Concepts¶

What context rot is¶

As context grows, LLM agents start repeating themselves and producing less useful output. The model is still generating tokens — it just isn't saying anything new. ctxrot makes this visible with two families of signals that are cheap to compute and require no LLM calls of their own:

Repetition — how much each new completion overlaps with earlier ones
Efficiency — how much the model outputs relative to the input it receives

How the callback works¶

A SQLite database is created at db_path. CtxRotCallback hooks into DSPy's BaseCallback and populates three tables at runtime — a session row on on_module_start, an LM call row on on_lm_end, and a tool call row on on_tool_end.

Your DSPy agent  →  CtxRotCallback  →  SQLite  →  TUI dashboard / analysis
   (unchanged)       (just listens)     (local)

Sessions close automatically when the top-level DSPy module returns. The terminal state is recorded as errored if the module raised and completed otherwise; both analyze and deep-analyze surface it.

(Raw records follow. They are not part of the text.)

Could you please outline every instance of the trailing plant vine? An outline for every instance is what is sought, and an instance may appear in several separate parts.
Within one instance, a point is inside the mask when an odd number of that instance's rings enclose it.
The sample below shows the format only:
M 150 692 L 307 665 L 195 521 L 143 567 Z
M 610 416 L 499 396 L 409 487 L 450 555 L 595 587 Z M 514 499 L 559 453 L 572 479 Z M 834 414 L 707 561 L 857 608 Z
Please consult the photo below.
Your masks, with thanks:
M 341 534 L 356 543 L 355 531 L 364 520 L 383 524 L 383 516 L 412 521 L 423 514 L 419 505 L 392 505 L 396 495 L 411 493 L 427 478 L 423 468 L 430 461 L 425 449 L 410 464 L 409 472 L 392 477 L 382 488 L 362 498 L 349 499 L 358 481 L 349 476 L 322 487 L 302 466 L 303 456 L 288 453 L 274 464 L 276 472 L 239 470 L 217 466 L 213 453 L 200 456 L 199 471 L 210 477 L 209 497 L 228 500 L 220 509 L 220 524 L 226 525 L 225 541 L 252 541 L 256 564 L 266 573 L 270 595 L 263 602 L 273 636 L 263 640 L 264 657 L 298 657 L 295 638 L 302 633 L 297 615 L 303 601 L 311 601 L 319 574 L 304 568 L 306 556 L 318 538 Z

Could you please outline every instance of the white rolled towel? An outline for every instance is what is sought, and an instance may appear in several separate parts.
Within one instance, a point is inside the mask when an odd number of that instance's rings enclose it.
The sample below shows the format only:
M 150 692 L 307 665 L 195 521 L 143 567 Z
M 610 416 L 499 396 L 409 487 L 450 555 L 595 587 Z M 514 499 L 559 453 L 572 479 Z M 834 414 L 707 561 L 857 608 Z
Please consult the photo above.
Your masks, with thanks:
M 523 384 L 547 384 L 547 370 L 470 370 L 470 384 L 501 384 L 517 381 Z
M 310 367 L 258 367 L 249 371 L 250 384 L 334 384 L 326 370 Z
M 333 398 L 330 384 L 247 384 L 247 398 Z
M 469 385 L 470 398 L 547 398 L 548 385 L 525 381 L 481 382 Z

Session state lives in a ContextVar, so asyncify/streamify worker threads each see an isolated session — concurrent agent calls don't stomp on each other.

What gets tracked¶

Per LM call	Per tool call	Per session
Prompt tokens, completion tokens	Tool name, duration	Model, mode (`react`, `chainofthought`, …)
Cache read / write tokens	Estimated output tokens	Start time, end time
Cost, duration	—	Terminal state (`completed` / `errored`)
(opt) full prompt messages + completion text	(opt) full input JSON + output text	—

The "opt" rows only populate if you passed store_content=True when constructing the callback.

Context rot detection¶

Local signals only. No LLM calls. Token counting uses tokie.

Requires content capture

Repetition analysis needs store_content=True when you construct CtxRotCallback. DSPy structural markers ([[ ## ... ## ]]) are stripped before comparison so they don't inflate overlap scores.

Repetition — per-iteration¶

Metric	What it measures	How
`ngram_jaccard`	Word-level overlap vs previous completion	Jaccard similarity of word 3-gram sets. `> 0.4` = looping.
`sequence_similarity`	Character-level similarity vs previous completion	`rapidfuzz.fuzz.ratio / 100`. Catches paraphrased repetition that n-grams miss.
`cumulative_max`	Max overlap vs any prior completion	Max `ngram_jaccard` across every earlier iteration. Catches non-consecutive loops.

analyze flags the onset iteration as the first iteration whose ngram_jaccard exceeds 0.4.

Efficiency — per-iteration¶

A declining ratio across iterations means the model generates less output relative to its input — a sign the context window is saturated.

efficiency_ratio = completion_tokens / prompt_tokens

analyze also reports the initial and final efficiency so you can see drift at a glance.

What the metrics are not¶

Not a hallucination detector. A high ngram_jaccard means the agent is repeating itself, not that the repeated content is wrong.
Not a universal cost budget. efficiency_ratio is a shape metric; declining ratios can be normal for certain prompts (e.g., classification) and still be healthy.
Not a replacement for manual review. They're triage signals — deep-analyze uses them as one input among several when producing its report.